The Great Oilean Uí Mhaothagáin Mystery.



In our Lough Allua, which lies between Inchigeelagh and Ballingeary, we have the only Crannóg, or man made island, in County Cork.  These defensive features were usually built by chieftains as an additional defence close to their ring fort.  Sure enough there is a ring fort close to the Crannóg and in the townland of Tirnaspideoga.


On the maps our Crannóg is called Oilean Uí Mhaothagáin or Inismheaghain.  The island of O’Mehigan.  Who then was this O’Mehigan?  There are other theories about this name but the simplest answer would be that a chieftain named O’Mehigan lived in Tirnaspideoga ring fort, and built the Crannóg, probably some time between 500 and 1000 AD.

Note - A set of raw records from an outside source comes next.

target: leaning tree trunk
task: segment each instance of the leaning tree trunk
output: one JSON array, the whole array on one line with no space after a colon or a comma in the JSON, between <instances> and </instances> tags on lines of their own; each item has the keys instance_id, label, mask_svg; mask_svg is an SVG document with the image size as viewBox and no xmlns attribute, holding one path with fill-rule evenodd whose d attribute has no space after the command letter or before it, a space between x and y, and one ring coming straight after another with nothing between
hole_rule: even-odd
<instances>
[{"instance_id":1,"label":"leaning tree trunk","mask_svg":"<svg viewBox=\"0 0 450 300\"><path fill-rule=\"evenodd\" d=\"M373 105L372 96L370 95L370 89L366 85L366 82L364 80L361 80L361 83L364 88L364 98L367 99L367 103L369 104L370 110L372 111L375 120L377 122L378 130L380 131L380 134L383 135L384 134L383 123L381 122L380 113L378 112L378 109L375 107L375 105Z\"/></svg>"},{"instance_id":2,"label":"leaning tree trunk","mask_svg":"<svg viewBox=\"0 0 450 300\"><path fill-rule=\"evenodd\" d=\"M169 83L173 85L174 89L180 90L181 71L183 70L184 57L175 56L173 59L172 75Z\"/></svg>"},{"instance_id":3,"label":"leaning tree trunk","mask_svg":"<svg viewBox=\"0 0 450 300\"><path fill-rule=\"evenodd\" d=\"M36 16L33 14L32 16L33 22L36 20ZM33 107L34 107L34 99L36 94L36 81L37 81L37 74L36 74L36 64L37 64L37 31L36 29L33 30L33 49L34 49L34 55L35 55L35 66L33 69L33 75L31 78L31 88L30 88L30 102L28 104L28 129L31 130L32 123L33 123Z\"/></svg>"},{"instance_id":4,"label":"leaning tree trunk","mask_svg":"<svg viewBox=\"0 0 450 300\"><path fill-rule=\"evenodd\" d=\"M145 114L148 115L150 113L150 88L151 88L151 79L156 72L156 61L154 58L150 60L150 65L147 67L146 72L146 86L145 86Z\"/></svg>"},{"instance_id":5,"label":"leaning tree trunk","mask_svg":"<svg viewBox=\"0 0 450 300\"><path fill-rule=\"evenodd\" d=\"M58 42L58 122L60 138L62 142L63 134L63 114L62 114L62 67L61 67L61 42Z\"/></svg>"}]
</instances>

We only have a few clues to go by.  There definitely was a clan with this name, and todays 021 telephone book shows us that we still have 36 families of that name (Mehigan or Mehegan) in Co. Cork.  It was probably a small clan.


A further clue is a ruined tower house lying high above Crookhaven harbour and called Castle Mehigan.


In the period between 500 and 1000 AD this area formed part of the territory of the chieftain O’Donoghue, whose land stretched from Bantry almost to Macroom.  It was mainly located in Carbery and his principle residence was at Kinneigh.  This family were related to the O’Mahoneys, who occupied a huge territory westwards from Carbery to Cork City.  The O’Mehigans are believed to have been followers of the O’Donoghues and became their hereditary bards.  It is quite possible that they were the occupants of Tirnaspideoga at this time, whilst it will be remembered the O’Learys were still in Rosscarbery.


Relatives they might have been, but sadly the O’Donoghues and the O’Mahoneys came to blows in about 1000 AD and the O’Donoghues were defeated.  As a result, they moved away, some to Killarney (O’Donoghue mór) and some to the valley of the River Flesk  (O’Donoghue Glan).


This part is known history.  But what happened to the small clan of O’Mehigan.


We don’t know for certain, but believe that they transferred their allegiance to the conquerors of the O’Donoghues ie., the O’Mahoneys.  They then became hereditary bards to the Western branch of that family (O’Mahoney of Iveagh) and were rewarded for this with the land on which they later built Castle Mehigan.